In 2015 they were invited to perform at the Dolce Vita Festival, Rovigno, Croatia alongside Mike Sanchez.
In October 2015 Ladyvette flew overseas for a tour of New York USA, where they performed at Joe’s Pub with Chiara Civello, at Casa Italiana Zerilli/Merimo’ and at Birdland.
In the winter of 2016 they performed at the Capri Hollywood International Film Festival alongside Helen Mirren.

===Charity===
Since 2015 the trio participates to events organized by charitable onlus such as Children for peace alongside Anastasia, ANLAIDS, the charitable campaign “Jumper day” by Save the Children.
They also played at the charity event in memoriam of Marta Marzotto at Metropole Hotel in Venice.

==Band members==
Current
- Teresa Federico (Sugar) – lead vocals (2012–present)
- Valentina Ruggeri (Pepper) – lead vocals (2012–present)
Francesca Nerozzi (Honey) – lead vocals (2016–present)

Former
- Vera Dragone (Cherry) – lead vocals (2012–2016)

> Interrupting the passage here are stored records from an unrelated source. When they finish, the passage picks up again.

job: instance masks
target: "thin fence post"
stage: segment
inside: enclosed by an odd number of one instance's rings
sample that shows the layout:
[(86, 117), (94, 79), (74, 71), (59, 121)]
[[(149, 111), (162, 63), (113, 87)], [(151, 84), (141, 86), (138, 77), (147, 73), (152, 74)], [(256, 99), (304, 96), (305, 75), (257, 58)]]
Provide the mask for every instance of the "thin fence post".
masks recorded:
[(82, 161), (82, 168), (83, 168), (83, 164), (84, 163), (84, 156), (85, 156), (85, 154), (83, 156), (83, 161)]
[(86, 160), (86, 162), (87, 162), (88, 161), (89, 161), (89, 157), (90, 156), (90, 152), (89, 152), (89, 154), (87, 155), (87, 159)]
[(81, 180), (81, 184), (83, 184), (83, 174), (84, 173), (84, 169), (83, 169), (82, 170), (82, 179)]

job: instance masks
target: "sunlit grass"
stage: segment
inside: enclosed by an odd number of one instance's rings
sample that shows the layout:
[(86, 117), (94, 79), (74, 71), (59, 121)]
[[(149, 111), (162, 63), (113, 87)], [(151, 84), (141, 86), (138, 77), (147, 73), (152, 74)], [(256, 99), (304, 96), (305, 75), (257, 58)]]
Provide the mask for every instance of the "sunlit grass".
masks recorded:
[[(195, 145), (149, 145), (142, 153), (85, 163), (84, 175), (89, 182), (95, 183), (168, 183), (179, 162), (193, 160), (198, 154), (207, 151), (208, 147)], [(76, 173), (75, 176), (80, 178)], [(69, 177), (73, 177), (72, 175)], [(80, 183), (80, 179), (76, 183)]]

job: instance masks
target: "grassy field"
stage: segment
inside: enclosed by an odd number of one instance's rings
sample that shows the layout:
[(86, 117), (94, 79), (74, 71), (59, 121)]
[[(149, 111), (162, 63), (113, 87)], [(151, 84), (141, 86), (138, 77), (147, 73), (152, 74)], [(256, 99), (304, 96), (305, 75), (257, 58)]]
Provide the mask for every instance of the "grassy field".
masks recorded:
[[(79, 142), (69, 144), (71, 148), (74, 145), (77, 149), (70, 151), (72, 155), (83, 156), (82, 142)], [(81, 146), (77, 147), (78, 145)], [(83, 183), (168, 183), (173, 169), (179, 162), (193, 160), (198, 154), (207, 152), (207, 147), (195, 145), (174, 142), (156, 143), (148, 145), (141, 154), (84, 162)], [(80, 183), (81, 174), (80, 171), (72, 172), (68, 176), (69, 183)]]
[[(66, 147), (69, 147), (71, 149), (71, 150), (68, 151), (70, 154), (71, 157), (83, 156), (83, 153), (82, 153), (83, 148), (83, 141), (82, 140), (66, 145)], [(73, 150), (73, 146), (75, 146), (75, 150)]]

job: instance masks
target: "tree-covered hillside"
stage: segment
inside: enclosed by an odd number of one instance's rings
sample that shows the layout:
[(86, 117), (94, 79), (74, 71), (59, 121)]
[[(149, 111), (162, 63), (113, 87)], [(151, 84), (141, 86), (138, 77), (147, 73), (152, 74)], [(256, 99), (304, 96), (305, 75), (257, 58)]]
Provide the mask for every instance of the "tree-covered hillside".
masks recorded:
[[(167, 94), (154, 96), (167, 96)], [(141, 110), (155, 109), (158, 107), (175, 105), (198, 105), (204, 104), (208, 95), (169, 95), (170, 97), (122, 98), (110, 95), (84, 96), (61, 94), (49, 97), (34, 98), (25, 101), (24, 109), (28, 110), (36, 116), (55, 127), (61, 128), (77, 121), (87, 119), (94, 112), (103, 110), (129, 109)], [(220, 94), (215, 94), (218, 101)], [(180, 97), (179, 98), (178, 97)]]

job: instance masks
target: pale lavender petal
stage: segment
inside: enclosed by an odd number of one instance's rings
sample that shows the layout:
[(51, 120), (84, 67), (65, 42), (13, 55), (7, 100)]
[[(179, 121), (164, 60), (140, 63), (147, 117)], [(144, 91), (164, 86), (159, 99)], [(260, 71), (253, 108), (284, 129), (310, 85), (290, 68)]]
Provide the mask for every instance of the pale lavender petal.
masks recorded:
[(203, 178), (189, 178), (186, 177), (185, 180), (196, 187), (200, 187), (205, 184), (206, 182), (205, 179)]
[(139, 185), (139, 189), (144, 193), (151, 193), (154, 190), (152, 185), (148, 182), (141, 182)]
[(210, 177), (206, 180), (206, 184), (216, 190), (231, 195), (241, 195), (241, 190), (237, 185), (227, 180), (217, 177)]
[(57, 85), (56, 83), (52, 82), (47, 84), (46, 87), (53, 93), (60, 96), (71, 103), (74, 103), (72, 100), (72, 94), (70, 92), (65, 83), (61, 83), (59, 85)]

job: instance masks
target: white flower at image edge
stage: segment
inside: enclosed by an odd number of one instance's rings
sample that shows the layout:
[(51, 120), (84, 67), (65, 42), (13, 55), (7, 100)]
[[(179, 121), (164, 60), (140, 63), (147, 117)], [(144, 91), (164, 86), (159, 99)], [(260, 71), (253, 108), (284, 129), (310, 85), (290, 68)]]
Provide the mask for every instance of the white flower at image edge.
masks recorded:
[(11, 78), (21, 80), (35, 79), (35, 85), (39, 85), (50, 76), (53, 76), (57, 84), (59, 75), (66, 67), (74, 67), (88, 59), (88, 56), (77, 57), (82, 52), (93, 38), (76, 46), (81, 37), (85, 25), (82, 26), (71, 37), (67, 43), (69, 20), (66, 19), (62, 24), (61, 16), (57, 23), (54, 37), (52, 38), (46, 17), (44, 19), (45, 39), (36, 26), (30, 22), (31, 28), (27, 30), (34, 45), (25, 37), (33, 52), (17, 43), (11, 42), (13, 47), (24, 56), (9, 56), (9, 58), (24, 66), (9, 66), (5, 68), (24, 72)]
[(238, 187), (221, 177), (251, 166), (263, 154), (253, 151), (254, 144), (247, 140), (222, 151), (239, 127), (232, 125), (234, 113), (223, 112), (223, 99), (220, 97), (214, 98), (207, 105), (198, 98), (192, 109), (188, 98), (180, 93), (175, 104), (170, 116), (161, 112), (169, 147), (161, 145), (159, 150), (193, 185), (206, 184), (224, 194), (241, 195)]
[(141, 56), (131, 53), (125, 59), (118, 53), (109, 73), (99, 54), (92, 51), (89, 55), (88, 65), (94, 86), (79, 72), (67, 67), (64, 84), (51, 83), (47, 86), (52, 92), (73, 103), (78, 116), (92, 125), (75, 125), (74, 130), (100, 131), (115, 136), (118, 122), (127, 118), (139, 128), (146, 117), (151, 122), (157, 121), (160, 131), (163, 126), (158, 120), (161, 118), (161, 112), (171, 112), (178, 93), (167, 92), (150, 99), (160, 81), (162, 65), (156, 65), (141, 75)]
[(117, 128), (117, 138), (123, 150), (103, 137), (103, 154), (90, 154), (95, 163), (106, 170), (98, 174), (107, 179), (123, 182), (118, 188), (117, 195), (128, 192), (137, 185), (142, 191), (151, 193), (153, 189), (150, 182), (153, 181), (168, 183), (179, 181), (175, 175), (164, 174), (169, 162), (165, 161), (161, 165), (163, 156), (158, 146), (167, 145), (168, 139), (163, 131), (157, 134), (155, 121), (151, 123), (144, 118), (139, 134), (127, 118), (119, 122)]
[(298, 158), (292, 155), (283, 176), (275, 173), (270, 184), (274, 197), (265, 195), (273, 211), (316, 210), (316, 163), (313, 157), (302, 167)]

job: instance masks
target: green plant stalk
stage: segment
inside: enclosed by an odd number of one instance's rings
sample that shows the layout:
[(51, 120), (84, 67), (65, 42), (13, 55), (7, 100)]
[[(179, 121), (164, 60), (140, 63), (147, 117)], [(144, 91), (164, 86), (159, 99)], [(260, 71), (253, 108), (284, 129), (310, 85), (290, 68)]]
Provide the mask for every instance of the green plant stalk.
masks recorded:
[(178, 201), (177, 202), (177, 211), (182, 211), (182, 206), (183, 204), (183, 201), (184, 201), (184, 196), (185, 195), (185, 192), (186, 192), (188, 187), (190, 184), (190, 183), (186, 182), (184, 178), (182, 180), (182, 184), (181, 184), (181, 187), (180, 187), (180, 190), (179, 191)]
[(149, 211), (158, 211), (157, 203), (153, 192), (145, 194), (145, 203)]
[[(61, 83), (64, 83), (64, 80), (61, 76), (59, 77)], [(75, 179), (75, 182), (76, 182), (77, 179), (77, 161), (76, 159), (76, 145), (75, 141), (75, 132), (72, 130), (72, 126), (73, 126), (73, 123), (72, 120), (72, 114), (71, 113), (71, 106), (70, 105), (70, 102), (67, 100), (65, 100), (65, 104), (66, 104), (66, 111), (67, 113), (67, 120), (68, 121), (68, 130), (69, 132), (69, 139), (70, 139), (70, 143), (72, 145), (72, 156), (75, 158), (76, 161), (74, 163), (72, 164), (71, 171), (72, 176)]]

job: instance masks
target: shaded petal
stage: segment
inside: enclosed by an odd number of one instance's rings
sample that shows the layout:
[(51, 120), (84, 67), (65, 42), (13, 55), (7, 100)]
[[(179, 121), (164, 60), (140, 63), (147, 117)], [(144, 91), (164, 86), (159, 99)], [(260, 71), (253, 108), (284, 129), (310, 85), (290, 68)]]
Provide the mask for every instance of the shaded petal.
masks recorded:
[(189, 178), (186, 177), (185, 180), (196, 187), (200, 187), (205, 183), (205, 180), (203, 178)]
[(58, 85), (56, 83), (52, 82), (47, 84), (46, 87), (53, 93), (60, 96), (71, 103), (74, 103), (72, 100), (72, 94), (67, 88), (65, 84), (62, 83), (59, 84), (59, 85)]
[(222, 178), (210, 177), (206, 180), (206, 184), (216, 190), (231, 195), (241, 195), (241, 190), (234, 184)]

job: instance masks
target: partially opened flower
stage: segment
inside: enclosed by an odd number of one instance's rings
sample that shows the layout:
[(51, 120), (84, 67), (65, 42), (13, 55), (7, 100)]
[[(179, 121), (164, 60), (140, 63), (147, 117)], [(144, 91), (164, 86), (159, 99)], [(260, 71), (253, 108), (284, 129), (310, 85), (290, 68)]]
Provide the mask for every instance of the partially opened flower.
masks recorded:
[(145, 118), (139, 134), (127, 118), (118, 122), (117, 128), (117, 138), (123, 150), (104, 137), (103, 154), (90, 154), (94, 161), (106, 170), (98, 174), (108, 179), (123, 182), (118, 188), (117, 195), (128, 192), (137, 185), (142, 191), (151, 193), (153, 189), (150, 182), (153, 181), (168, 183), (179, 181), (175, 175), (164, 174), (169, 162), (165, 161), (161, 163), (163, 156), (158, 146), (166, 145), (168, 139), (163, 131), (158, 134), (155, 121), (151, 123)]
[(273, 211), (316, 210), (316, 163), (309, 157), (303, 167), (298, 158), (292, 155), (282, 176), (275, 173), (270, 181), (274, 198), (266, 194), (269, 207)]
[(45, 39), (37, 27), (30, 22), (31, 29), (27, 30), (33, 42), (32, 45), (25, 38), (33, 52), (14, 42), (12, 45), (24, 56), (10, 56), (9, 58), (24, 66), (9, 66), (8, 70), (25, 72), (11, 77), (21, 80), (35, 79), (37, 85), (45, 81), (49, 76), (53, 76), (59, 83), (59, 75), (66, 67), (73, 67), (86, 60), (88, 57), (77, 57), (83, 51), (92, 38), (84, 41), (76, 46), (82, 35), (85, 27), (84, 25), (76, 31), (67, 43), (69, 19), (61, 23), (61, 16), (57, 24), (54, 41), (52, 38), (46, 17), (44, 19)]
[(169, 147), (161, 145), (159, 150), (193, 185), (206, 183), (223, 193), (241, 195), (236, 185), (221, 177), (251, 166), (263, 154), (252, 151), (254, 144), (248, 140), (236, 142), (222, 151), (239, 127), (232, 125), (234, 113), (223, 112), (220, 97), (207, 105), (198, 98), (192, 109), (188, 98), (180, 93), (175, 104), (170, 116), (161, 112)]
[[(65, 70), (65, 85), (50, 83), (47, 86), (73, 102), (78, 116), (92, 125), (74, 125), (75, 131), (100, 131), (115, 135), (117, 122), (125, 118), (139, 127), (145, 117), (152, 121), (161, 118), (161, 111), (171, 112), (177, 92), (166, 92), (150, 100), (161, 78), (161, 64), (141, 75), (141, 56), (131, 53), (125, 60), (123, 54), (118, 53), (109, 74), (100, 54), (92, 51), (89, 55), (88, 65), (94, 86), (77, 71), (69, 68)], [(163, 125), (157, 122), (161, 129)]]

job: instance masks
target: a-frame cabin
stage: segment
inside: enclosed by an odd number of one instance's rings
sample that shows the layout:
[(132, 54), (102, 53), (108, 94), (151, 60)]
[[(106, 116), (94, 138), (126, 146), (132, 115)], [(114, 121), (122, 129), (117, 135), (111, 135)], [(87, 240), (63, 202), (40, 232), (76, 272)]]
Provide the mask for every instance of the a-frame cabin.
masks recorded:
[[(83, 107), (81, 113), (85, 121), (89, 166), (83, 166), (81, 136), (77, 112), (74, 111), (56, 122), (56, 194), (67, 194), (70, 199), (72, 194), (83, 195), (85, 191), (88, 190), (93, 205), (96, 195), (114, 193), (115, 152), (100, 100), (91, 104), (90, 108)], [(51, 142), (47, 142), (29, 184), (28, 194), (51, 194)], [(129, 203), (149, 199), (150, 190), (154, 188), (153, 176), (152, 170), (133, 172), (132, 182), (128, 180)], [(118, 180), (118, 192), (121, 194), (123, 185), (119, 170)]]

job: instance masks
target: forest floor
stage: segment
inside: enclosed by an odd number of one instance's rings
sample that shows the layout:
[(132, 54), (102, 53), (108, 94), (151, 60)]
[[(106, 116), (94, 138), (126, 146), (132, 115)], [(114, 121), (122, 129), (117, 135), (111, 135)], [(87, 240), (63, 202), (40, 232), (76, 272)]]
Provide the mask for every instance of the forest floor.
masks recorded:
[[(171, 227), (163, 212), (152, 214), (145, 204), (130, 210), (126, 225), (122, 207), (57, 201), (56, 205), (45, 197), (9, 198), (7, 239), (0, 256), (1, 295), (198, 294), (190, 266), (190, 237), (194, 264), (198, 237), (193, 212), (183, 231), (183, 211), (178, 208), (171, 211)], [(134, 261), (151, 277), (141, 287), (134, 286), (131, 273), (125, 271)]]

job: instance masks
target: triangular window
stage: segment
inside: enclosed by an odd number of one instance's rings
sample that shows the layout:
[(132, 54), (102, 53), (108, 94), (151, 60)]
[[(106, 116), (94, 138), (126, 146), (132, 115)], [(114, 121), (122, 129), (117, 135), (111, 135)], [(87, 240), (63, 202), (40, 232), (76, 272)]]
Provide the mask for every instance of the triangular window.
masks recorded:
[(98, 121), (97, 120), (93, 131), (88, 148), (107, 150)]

===Performances Chronology===

Concerts
| Where | Place | Year | Notes |
|---|---|---|---|
| Micca Club | Rome, Italy | 2014 |  |
| Cotton Club | Rome, Italy | 2014 |  |
| Casa del Jazz | Rome, Italy | 2014 |  |
| Alexander Platz | Rome, Italy | 2014 |  |
| Summer Jamboree | Senigallia, Italy | 2014 |  |
| Libreria del cinema | Rome, Italy | 2014 | as a partnership with the famous italian director Giuseppe Piccioni |
| Kino | Rome, Italy | 2014 |  |
| Roma Vintage Festival | Rome, Italy | 2014 |  |
| Ronnie Scott’s Bar | London, UK | 2014 | followed by a short tour in the UK |
| Vinile | Rome, Italy | 2014 |  |
| Bravo Caffè | Bologna, Italy | 2015 |  |
| Salone Margherita | Rome, Italy | 2015 |  |
| Dolce Vita Festival | Rovigno, Croatia | 2015 | alongside Mike San chez |
|  | New York, USA | 2015 | at Joe’s Pub with Chiara Civello, at Casa Italiana Zerilli Merimo’ and at Birdland |
| Capodanno X-Factor | Cosenza, Italy | 2015 | alongside Shorty, Gio Sada, Mosick |
| Bulgari launch | Rome, Italy | 2016 |  |
| Hotel Metropole | Venice, Italy | 2016 | Charity event for Marta Marzotto |
| Children for peace | Rome, Italy | 2016 | supporting ANLAIDS |
| Hotel Metropole | Venice, Italy | 2016 | New Year's Day |
| Spirit de Milan | Milan, Italy | 2017 |  |
| Quirinetta | Rome, Italy | 2017 |  |
| Evento Millemiglia | Rome, Italy | 2017 | in honor of the Marzotto family |

Theatre
| Title | Location | Place | Year | Notes |
|---|---|---|---|---|
| Ladyvette live show | Teatro degli Arrischianti | Sarteano, Italy | 2017 |  |
| Le Dive dello Swing | Teatro Brancaccino | Rome, Italy | 2017 | artistic direction by di Lillo Petrolo, directed by Massimiliano Vado, produced by Bis Tremila |

Cinema, television and radio
| Title | Author | Broadcast | Year | Notes |
|---|---|---|---|---|
| Spot Algida | Davide Gentile |  | 2014 |  |
| Settenote | Gigi Marzullo | Rai Uno | 2014 | regular guests |
| Stai Serena | Serena Dandini | Radio Due | 2015 | guests |
| Il Paradiso delle Signore | Monica Vullo | Produced by Aurora TV, Rai Uno | 2015 | TV series: cast as actresses and singers |
| Radio Cortile | Francesco Bonelli |  | 2016 | movie |
| Splendor |  | Iris | 2016 | TV show |
| Ladies and Capital |  | Radio Capital | 2017 | interview |
| Il Paradiso delle Signore 2 |  | Rai Uno | 2017 |  |
| 9 lune e mezzo | M. Andreozzi | Paco Cinematografica | 2017 | Movie. Cast as actresses and singers |

====Awards====
2016. "Il Paradiso delle Signore". Mention of Sound Column Margutta Award.

2017. Margutta Award for the music category.

2017. Best Hair Nomination. Bokeh South Africa International Fashion Film Festival.